I am taking my first steps in CUDA programming, but even with manual and the many posts on this forum, it seems that something is eluding me.

I am running a nested loop of four levels (z=74,x=116,s=64,r=64). As a first test, I wanted to split it over several blocks and threads.
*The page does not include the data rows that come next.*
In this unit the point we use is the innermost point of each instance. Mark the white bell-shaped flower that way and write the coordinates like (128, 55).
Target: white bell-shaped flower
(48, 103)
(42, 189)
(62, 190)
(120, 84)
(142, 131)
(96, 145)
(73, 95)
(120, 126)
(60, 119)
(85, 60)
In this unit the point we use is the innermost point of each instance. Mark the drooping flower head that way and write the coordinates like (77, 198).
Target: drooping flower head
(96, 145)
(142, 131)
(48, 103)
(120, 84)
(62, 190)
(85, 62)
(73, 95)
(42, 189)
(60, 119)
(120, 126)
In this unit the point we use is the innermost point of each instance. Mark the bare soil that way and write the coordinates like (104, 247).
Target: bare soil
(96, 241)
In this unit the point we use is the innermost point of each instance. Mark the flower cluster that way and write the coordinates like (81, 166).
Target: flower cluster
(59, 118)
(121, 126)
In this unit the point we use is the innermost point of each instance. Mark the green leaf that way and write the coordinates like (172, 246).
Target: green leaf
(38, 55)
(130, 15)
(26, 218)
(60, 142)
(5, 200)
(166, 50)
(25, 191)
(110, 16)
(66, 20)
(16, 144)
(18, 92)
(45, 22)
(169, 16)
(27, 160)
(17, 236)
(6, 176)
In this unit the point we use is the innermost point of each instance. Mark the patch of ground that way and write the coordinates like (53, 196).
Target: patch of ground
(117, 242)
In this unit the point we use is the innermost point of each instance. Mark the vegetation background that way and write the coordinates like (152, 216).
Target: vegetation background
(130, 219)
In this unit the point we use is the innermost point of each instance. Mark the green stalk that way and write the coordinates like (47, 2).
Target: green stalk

I assigned the x-loop to blockIdx.x, the s-loop to blockIdx.y and the r-loop to threadIdx.x.

Host code:

```
dim3 grid(116,64,1); //working: dim3 grid(116,64,1);
dim3 threads(64,1,1); //working: dim3 threads(1,1,1);
calcTdomain<<< grid, threads >>>(dfactor,dP_data, droi);
cudaThreadSynchronize();
```

Device code:

(dP_data is an array with data, droi is the array in which results are written, dfactor is just a lookup table)

```
__global__ void calcTdomain(const float* dfactor, const float* dP_data, float* droi)
{
const int M = 116;
const int N = 64;
unsigned int izstart = 0;
unsigned int izend = 74;
unsigned int ixstart = blockIdx.x;
unsigned int ixend = ixstart+1;
unsigned int isstart= blockIdx.y;
unsigned int isend = isstart+1;
unsigned int irstart=threadIdx.x;
unsigned int irend=irstart+1;// irstart+1;
for(unsigned int iz=izstart; iz < izend; ++iz)
{
for(unsigned int ix=ixstart; ix < ixend; ++ix)
{
for(unsigned int is=isstart; is < isend; ++is)
{
for(unsigned int ir=irstart; ir < irend; ++ir)
{
droi[iz*M+ix] = droi[iz*M+ix] +
dP_data[ int(dfactor[iz*M*N*N*2 + ix*N*N*2 + is*N*2 +ir*2])*N*N+is*N+ir]
* dfactor[iz*M*N*N*2 + ix*N*N*2 + is*N*2 +ir*2+1];
}//ir
}//is
}//ix
}//iz
}
```

In emulation mode, the results as written in droi are correct and I checked with printf-statements that the correct z,x,s,r values are used. On the graphics card itself, however, the results are wrong. It seems as if only a bit is written away.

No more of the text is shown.